Service Fabric cluster upgrade failure when converting certificate from thumbprint to common name

Buchczyk, Kornelia 70 Reputation points

Hi everyone,

I am working on migrating an Azure Service Fabric cluster from a thumbprint-based certificate configuration to a common name (CN)-based config

Current setup:

  • Azure Service Fabric cluster (Windows, VMSS-based)
  • originally using a self-signed certificate (thumbprint-based)
  • cert stored in Azure Key Vault
  • cluster successfully updated to use a new Let’s Encrypt certificate (via Acmebot) using thumbprint
  • certis correctly installed on all nodes (LocalMachine\My)

What I implemented:

  1. I deployed Acmebot and configured DNS (Azure DNS) for ACME challenge
  2. successfully issued a Let’s Encrypt certand stored it in Key Vault
  3. updated cluster to use the new certificate via thumbprint (primary) — cluster is healthy
  4. Attempted to migrate to CN-based configuration by replacing (using https://learn.microsoft.com/en-us/azure/service-fabric/service-fabric-cluster-change-cert-thumbprint-to-cn ): certificate / certificateSecondary with: certificateCommonNames (including issuer thumbprint)

Issue: When applying the CN-based config my cluster upgrade fails with:

Cluster upgrade failed. Reason Code: 'UpgradeServiceDown'

I would be grateful for any tips to solve it ;-)
Thanks,
Kornelia

  1. Hemalatha 14,525 Reputation points Microsoft External Staff Moderator

    Hello

    Just checking if above response was helpful! Please let me know if you have any queries.


Sign in to comment

2 answers

  1. Hemalatha 14,525 Reputation points Microsoft External Staff Moderator

    Hello

    Thank you for the detailed information and for outlining the steps already completed. Based on your description, the cluster remains healthy with the thumbprint-based configuration and fails only when transitioning to the Common Name (CN)-based setup with the error “UpgradeServiceDown.”

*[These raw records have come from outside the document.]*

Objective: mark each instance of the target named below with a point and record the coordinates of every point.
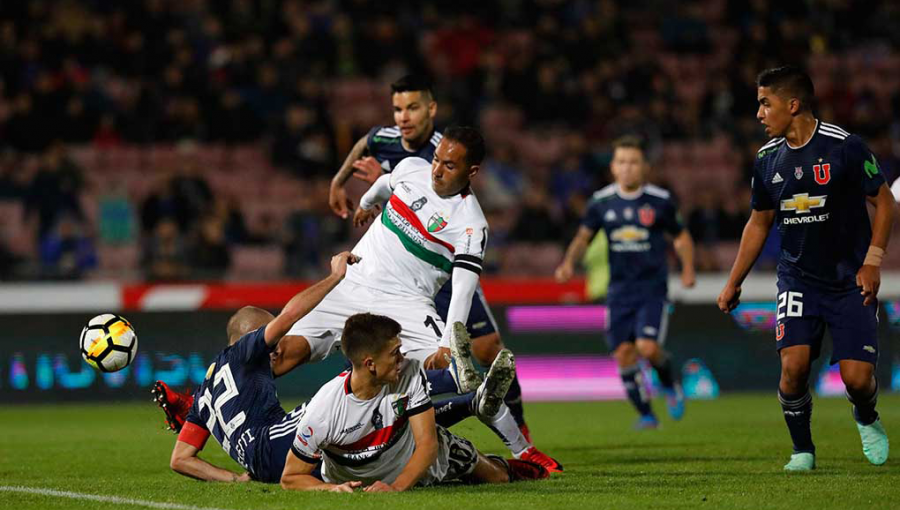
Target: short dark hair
(245, 320)
(471, 139)
(789, 81)
(366, 334)
(629, 142)
(412, 83)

    This error generally indicates that Service Fabric system services were unable to start during the upgrade, most commonly due to certificate resolution or validation failure at runtime, even when the certificate is present on all nodes.

    In this scenario, we recommend validating the following areas:

    Please review the CN configuration in your cluster template. If a certificateIssuerThumbprint is specified, it can cause failures because Let’s Encrypt frequently rotates intermediate certificates, and the issuer thumbprint may not match what is installed on the node. In such cases, it is recommended to configure only the certificateCommonName and avoid enforcing the issuer thumbprint.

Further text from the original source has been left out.